Reputation: 45
How can I replace certain HTML tags with BBcode like tags?
For example replace <a ...> ... </a>
with [url ...] ... [/url]
or <code ...> ... </code>
with [code ...] ... [/code]
from a $var string
Upvotes: 0
Views: 1866
Reputation: 3715
To convert old articles that were using HTML tags inside, I have created this, pretty complicated, script. The $body variable contains the article text. This procedure is able to replace pre and code tags with a special marker. When all the other tags are converted, the script will replace the previous marker with text. This procedure works with both html or bbcode text.

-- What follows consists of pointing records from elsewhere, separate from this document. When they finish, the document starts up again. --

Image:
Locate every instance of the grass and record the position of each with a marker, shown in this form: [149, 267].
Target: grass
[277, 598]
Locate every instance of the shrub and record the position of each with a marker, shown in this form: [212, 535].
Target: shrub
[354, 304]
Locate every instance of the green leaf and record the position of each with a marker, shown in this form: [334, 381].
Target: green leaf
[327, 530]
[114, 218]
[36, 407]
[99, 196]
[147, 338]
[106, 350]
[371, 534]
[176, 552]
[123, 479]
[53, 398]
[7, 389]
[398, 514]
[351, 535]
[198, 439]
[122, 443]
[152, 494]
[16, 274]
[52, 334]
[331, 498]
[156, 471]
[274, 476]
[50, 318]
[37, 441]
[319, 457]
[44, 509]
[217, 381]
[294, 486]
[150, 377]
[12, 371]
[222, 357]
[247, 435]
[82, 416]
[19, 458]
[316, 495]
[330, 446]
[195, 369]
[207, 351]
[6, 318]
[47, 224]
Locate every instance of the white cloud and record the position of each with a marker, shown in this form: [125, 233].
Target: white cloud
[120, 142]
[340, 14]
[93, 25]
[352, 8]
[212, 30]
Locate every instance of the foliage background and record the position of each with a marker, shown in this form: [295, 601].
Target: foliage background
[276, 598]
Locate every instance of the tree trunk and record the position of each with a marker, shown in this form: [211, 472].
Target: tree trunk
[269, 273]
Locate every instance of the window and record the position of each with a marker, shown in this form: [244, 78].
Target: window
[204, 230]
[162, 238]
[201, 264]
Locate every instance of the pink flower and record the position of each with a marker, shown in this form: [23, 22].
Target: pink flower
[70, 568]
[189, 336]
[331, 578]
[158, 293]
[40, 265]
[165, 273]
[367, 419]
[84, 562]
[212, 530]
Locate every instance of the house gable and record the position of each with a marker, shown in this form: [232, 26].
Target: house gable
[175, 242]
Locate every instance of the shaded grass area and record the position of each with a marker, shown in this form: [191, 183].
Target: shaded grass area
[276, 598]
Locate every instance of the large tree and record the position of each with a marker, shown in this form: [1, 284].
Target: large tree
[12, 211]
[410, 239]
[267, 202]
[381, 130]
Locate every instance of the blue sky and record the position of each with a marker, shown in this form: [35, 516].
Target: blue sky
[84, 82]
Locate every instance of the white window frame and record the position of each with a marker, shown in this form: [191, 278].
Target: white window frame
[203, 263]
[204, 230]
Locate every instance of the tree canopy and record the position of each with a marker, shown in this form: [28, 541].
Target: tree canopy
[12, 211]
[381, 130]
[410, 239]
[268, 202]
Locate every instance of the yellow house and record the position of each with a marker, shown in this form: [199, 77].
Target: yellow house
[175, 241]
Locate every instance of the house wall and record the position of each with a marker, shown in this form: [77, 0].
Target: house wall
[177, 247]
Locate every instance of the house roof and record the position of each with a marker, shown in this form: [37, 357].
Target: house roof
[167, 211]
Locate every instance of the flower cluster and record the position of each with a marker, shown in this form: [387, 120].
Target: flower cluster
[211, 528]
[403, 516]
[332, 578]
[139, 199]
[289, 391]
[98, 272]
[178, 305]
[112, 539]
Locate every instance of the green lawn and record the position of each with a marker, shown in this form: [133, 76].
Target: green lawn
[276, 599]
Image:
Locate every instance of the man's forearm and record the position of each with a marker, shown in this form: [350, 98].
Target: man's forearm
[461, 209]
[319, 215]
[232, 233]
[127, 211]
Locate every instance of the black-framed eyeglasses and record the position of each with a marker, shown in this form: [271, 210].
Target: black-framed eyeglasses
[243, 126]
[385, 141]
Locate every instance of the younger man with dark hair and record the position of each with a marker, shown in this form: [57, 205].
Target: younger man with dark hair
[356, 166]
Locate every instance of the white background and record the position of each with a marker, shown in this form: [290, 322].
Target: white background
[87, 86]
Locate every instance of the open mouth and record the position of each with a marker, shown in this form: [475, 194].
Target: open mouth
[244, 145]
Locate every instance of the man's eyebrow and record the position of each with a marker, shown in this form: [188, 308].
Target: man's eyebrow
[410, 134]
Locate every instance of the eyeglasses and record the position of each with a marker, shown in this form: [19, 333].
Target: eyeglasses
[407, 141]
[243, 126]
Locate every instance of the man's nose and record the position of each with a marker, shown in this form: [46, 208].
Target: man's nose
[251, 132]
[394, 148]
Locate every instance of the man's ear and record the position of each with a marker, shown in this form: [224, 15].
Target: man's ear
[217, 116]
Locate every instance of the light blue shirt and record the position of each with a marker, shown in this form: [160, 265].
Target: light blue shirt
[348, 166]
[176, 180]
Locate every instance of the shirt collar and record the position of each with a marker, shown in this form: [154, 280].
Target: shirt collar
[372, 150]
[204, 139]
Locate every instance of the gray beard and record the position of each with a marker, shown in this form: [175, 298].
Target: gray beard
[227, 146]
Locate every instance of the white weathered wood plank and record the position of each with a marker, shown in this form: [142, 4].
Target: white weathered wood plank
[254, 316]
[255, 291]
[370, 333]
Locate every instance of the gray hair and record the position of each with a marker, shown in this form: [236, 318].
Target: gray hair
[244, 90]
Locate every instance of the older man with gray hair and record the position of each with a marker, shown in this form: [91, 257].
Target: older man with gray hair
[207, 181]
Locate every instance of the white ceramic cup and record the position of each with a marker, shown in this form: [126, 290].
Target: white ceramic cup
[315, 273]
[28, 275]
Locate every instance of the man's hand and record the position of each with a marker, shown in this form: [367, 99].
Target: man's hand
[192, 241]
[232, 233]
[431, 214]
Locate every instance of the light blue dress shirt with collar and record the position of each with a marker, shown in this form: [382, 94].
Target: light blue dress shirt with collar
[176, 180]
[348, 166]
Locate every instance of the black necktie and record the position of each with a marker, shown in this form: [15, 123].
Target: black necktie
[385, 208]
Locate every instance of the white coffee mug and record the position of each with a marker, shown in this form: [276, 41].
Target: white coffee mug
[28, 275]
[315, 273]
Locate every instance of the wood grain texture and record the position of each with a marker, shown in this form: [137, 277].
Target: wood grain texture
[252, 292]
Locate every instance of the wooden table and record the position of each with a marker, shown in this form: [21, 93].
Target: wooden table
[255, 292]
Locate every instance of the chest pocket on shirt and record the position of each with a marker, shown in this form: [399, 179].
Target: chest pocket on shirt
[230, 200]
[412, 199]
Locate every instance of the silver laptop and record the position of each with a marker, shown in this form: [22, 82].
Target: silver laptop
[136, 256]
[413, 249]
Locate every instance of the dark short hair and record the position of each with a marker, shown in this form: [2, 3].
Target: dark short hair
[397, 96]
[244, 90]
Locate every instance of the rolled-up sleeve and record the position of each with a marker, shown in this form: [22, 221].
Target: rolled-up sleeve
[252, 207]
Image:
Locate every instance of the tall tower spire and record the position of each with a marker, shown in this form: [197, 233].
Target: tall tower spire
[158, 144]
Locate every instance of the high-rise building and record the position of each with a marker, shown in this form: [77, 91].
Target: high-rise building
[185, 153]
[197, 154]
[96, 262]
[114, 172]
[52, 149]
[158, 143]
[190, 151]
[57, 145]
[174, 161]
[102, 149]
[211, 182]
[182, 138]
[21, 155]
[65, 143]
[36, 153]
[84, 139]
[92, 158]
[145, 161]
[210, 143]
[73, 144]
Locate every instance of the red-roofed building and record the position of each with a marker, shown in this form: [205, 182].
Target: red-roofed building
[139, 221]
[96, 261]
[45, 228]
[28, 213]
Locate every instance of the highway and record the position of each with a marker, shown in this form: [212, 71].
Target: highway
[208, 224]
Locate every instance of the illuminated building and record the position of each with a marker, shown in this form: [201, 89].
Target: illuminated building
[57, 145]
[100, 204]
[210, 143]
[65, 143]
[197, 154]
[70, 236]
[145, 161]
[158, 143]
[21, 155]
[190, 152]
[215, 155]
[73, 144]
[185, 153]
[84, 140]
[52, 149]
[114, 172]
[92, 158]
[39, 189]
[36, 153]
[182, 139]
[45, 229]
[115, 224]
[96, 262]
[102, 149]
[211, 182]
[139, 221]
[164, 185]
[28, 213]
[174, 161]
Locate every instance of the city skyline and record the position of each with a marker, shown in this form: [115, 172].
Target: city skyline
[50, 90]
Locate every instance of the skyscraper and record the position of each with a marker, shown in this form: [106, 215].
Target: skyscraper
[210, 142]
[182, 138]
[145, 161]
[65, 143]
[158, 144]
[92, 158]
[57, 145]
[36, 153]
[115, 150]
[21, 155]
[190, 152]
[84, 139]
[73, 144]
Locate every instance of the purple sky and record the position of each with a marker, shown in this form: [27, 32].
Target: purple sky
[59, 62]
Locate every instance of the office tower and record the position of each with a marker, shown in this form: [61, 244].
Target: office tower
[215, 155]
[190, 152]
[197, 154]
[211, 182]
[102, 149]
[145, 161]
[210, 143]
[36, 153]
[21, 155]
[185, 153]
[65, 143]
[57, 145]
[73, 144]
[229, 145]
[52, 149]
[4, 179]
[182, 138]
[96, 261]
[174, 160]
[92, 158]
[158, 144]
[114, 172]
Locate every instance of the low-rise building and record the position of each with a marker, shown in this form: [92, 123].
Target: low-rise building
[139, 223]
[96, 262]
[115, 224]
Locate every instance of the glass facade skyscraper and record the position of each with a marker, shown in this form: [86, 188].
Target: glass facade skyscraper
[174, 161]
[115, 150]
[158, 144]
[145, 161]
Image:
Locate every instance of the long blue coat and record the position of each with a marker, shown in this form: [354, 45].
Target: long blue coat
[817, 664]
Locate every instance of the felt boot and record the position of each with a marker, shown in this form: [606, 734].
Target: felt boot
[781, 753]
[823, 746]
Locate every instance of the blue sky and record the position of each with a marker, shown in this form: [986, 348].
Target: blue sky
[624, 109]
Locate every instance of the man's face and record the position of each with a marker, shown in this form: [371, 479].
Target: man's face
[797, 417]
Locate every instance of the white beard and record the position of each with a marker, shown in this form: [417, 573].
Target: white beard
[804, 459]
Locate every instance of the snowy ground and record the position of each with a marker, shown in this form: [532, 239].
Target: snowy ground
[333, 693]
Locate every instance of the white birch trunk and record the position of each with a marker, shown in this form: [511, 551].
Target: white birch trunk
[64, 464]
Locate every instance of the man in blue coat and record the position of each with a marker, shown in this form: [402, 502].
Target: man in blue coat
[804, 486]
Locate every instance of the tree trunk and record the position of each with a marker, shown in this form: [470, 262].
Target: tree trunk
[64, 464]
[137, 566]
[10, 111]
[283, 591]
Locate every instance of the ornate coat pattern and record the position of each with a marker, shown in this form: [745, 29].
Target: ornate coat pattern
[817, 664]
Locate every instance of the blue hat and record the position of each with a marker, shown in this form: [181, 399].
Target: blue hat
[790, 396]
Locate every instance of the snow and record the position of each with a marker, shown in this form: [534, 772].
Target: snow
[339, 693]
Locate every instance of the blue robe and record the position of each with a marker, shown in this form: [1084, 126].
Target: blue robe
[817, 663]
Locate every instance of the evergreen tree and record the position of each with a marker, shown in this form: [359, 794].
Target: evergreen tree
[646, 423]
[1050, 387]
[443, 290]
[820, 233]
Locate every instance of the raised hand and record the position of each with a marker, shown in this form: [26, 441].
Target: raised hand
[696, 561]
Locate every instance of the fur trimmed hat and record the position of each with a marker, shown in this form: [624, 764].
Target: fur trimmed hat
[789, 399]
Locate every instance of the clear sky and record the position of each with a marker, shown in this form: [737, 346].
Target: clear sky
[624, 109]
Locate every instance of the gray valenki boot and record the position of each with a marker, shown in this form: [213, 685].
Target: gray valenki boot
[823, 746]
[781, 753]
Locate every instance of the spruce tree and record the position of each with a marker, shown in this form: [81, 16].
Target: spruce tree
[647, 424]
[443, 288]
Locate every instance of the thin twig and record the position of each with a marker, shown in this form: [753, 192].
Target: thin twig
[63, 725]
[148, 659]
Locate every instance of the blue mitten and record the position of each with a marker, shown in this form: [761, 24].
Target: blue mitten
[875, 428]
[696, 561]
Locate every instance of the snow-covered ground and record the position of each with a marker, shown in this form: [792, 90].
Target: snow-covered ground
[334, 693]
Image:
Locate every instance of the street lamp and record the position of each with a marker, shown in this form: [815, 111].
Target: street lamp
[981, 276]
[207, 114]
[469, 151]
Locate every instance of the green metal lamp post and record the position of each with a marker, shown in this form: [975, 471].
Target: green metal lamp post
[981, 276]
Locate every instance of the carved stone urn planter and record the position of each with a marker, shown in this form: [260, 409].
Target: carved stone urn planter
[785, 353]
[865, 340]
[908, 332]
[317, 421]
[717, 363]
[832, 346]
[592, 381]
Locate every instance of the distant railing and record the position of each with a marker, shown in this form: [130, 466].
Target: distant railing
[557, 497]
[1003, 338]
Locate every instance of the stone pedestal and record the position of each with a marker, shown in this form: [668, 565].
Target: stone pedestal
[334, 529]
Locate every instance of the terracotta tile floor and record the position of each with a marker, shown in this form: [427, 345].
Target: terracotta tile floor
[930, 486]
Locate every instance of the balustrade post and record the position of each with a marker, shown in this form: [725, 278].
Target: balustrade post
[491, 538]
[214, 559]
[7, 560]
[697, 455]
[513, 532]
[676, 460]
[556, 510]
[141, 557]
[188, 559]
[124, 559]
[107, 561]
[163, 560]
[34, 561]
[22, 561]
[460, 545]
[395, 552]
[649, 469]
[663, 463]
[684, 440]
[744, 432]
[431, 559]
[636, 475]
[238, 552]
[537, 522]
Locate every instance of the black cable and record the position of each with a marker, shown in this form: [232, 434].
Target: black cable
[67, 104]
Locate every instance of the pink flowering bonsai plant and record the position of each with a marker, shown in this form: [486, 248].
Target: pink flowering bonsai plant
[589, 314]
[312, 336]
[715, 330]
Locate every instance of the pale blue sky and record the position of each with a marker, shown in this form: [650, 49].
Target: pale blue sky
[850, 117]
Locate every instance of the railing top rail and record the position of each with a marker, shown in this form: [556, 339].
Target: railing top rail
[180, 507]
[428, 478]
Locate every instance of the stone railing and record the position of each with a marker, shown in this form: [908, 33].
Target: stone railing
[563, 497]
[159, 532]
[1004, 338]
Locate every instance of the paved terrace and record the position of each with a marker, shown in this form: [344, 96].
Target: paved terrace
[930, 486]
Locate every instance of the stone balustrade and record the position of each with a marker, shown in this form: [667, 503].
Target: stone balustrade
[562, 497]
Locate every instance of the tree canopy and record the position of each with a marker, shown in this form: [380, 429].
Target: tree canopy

// Let's find all code inside the body. The code can be inside <pre></pre>, <code></code>, or [code][/code] if you
// are using BBCode markup language.
$pattern = '%(?P<openpre><pre>)(?P<contentpre>[\W\D\w\s]*?)(?P<closepre></pre>)|(?P<opencode><code>)(?P<contentcode>[\W\D\w\s]*?)(?P<closecode></code>)|(?P<openbbcode>\[code=?\w*\])(?P<contentbbcode>[\W\D\w\s]*?)(?P<closebbcode>\[/code\])%i';
if (preg_match_all($pattern, $body, $snippets)) {
$pattern = '%<pre>[\W\D\w\s]*?</pre>|<code>[\W\D\w\s]*?</code>|\[code=?\w*\][\W\D\w\s]*?\[/code\]%i';
// Replaces the code snippet with a special marker to be able to inject the code in place.
$body = preg_replace($pattern, '___SNIPPET___', $body);
}
// Replace links.
$body = preg_replace_callback('%(?i)<a[^>]+>(.+?)</a>%',
function ($matches) use ($item) {
// Extracts the url.
if (preg_match('/\s*(?i)href\s*=\s*("([^"]*")|\'[^\']*\'|([^\'">\s]+))/', $matches[0], $others) === 1) {
$href = strtolower(trim($others[1], '"'));
// Extracts the target.
if (preg_match('/\s*(?i)target\s*=\s*("([^"]*")|\'[^\']*\'|([^\'">\s]+))/', $matches[0], $others) === 1)
$target = strtolower(trim($others[1], '"'));
else
$target = "_self";
}
else
throw new \RuntimeException(sprintf("Article with idItem = %d have malformed links", $item->idItem));
return "[url=".$href." t=".$target."]".$matches[1]."[/url]";
},
$body
);
// Replace images.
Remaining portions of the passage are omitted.